For cells to remain attached to their neighbors, there are cell-cell 'adhesion complexes.' These complexes are parts of the cell surface made up of very large adhesive molecules that transfer forces between the cells and hold them together. Mechanical coupling at adhesion complexes is necessary for many of the healthy behaviors of cells. Changes in the structure of the adhesion complex or of how the molecules change shape during stretching can cause diseases of the heart, joints (arthritis), and is part of the cellular story in cancer. The cell-cell junctions also are part of the cell's ability to detect how large the forces are on the tissue (mechanotransduction). One type of these junctions between cells, the 'desmosome', connects to the fiber network inside the cell to transmit forces and is not understood very well since most previous adhesion complex research has been done on the 'adherens' junction, which has different molecules and is associated with different diseases. This research project will reduce the huge knowledge gap about desmosomes with respect to their potential roles in mechanotransduction and disease control. The research will further the goals of the United States in developing the basic knowledge needed to understand and eventually treat medical conditions that are caused by failure of the desmosome to properly function. The research study will be integrated with existing University of Nebraska educational programs to offer undergraduate students experiences in mechanics, robotics, and cell biology. The PIs will also translate the research methodologies into a new course, "Cell Mechanics", in order to bring bioengineering-intensive knowledge into the current curriculum.

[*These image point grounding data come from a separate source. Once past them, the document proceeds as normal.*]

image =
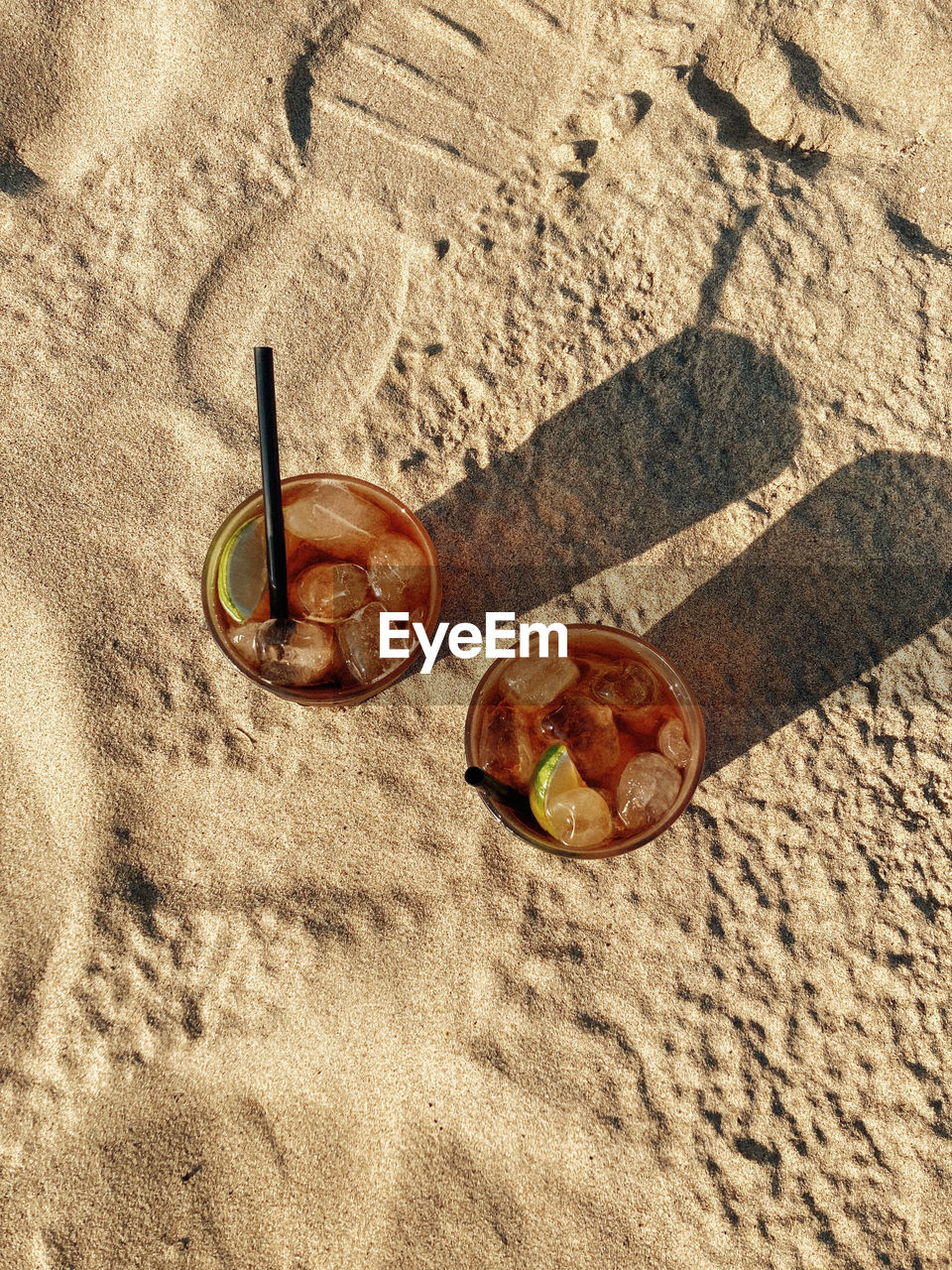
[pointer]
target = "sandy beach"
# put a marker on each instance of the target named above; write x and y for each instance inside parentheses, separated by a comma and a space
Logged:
(644, 308)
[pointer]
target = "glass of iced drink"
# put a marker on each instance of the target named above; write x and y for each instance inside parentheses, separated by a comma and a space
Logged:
(353, 552)
(603, 748)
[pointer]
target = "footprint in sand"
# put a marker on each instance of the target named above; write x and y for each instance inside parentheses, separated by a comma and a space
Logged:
(411, 108)
(77, 81)
(424, 107)
(46, 811)
(398, 112)
(325, 289)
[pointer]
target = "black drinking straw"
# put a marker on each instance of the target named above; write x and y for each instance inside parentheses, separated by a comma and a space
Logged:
(504, 794)
(271, 484)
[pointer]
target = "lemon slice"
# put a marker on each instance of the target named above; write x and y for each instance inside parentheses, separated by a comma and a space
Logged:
(555, 775)
(243, 572)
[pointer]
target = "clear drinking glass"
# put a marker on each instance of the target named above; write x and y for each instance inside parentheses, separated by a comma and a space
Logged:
(607, 647)
(414, 587)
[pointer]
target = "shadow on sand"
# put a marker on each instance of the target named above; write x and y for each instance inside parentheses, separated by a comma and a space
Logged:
(855, 572)
(701, 421)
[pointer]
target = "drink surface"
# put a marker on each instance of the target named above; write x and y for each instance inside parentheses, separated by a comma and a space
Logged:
(353, 552)
(631, 730)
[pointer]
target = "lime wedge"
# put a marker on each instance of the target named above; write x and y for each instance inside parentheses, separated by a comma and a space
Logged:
(555, 775)
(243, 572)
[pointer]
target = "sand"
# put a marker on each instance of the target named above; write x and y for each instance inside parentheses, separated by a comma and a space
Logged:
(645, 308)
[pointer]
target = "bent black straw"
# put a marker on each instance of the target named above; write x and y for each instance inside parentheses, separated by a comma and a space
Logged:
(271, 484)
(500, 793)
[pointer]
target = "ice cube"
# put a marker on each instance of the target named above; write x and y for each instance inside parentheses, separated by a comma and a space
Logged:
(295, 654)
(399, 572)
(243, 640)
(334, 518)
(627, 686)
(580, 818)
(506, 749)
(330, 592)
(536, 681)
(673, 743)
(359, 644)
(648, 789)
(589, 731)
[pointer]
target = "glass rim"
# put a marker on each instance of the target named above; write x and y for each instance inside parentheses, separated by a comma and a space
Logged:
(620, 846)
(311, 697)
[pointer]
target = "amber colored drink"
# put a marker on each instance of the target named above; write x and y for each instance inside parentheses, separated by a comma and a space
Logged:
(353, 552)
(629, 720)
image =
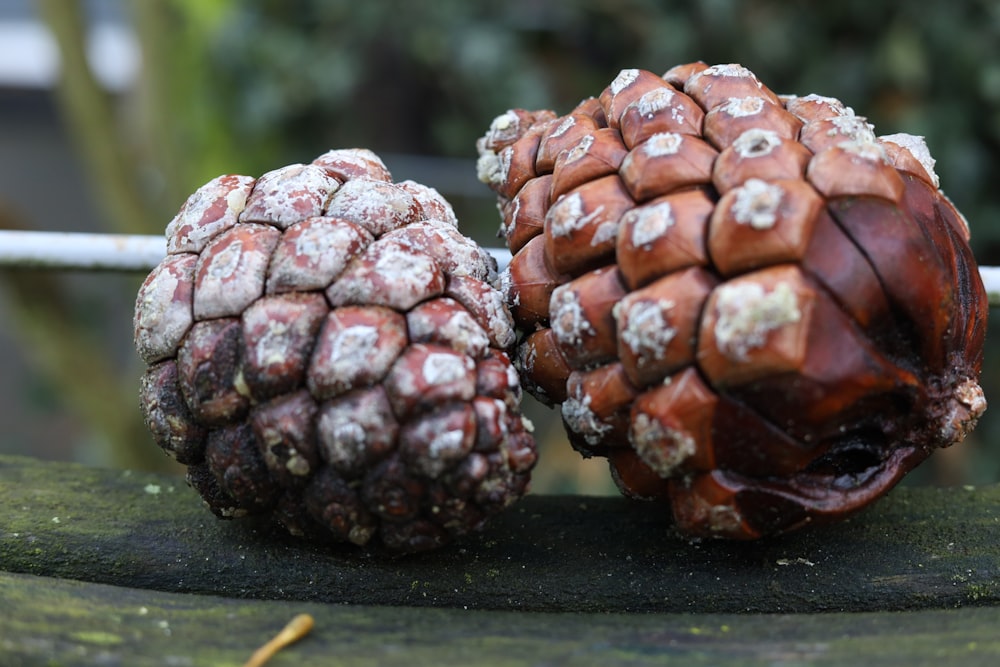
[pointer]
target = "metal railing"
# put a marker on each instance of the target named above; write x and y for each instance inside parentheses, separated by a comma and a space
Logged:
(119, 252)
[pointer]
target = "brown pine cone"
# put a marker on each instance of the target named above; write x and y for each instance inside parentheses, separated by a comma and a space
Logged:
(756, 308)
(326, 348)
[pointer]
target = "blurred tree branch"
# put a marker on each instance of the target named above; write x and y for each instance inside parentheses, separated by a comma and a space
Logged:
(90, 114)
(61, 349)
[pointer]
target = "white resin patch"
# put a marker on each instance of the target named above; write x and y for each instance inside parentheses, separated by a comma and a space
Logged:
(746, 313)
(352, 348)
(569, 322)
(492, 168)
(917, 147)
(649, 223)
(440, 368)
(867, 150)
(728, 70)
(756, 142)
(504, 128)
(663, 143)
(647, 331)
(654, 102)
(446, 445)
(580, 149)
(272, 347)
(757, 203)
(625, 78)
(662, 448)
(581, 419)
(854, 128)
(740, 107)
(567, 215)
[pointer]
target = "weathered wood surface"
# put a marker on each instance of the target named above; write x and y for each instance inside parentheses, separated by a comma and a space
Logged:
(58, 622)
(919, 548)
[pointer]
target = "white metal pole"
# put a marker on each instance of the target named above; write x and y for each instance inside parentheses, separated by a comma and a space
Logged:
(121, 252)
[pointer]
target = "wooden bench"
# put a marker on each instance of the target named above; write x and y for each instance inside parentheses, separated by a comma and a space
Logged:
(113, 567)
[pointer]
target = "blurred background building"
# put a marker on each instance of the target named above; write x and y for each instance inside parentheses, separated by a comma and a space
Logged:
(111, 112)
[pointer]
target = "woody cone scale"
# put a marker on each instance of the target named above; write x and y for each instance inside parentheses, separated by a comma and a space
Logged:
(762, 313)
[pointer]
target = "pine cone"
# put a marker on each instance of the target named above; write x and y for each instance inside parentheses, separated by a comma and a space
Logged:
(754, 307)
(326, 348)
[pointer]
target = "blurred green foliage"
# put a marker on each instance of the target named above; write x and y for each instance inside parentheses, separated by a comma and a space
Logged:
(244, 86)
(427, 77)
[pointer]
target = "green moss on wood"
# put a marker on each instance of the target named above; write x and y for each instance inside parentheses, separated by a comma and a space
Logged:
(60, 622)
(919, 548)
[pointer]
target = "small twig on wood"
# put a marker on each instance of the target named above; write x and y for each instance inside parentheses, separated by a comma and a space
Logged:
(296, 629)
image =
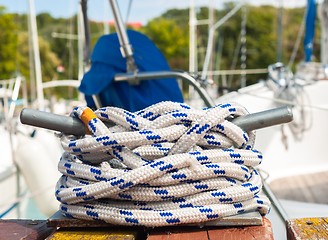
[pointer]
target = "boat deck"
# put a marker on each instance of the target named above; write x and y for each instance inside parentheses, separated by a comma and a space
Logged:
(311, 188)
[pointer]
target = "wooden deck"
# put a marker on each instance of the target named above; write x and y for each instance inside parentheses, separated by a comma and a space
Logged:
(311, 188)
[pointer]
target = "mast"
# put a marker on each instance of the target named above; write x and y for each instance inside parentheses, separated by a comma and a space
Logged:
(324, 31)
(36, 55)
(309, 30)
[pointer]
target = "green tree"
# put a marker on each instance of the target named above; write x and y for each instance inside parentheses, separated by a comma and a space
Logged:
(8, 44)
(170, 39)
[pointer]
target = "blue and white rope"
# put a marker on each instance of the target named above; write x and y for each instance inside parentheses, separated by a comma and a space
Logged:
(165, 165)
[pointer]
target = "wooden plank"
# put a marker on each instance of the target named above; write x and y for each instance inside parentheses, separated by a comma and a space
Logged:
(263, 232)
(307, 228)
(305, 188)
(244, 219)
(24, 229)
(178, 234)
(92, 234)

Data from the PI's group have demonstrated the role of the desmosome-intermediate filament linkage in regulating cell mechanics, a role that has long been regarded to belong solely to the adherens junction. The research will determine the role that desmosomes play in cell-cell adhesion mechanics and in mechanotransduction. To achieve this goal, a novel device will be developed to provide in situ stimulation and interrogation of cell-cell junctions through defined mechanical tension. The platform will be able to stretch the mutual junction of a single pair of cells and simultaneously perform mechanical measurement, which will address the current challenge in interrogating cell-cell adhesion (i.e., difficulties in applying defined mechanical stimuli and conducting mechanical measurements at the same time). More importantly, integrated within an imaging system, the effect of mechanical stimuli on mechanotransduction pathways at the cell-cell junction can be monitored in real-time under applied load. With the platform, two fundamental scientific questions will be answered: (1) what is the contribution of desmosome and its link to intermediate filaments in maintaining cell-cell adhesion strength and (2) does the desmosome junction include mechanosensors that convert applied mechanical cues into biochemical signals to regulate cell behavior?
This award reflects NSF's statutory mission and has been deemed worthy of support through evaluation using the Foundation's intellectual merit and broader impacts review criteria.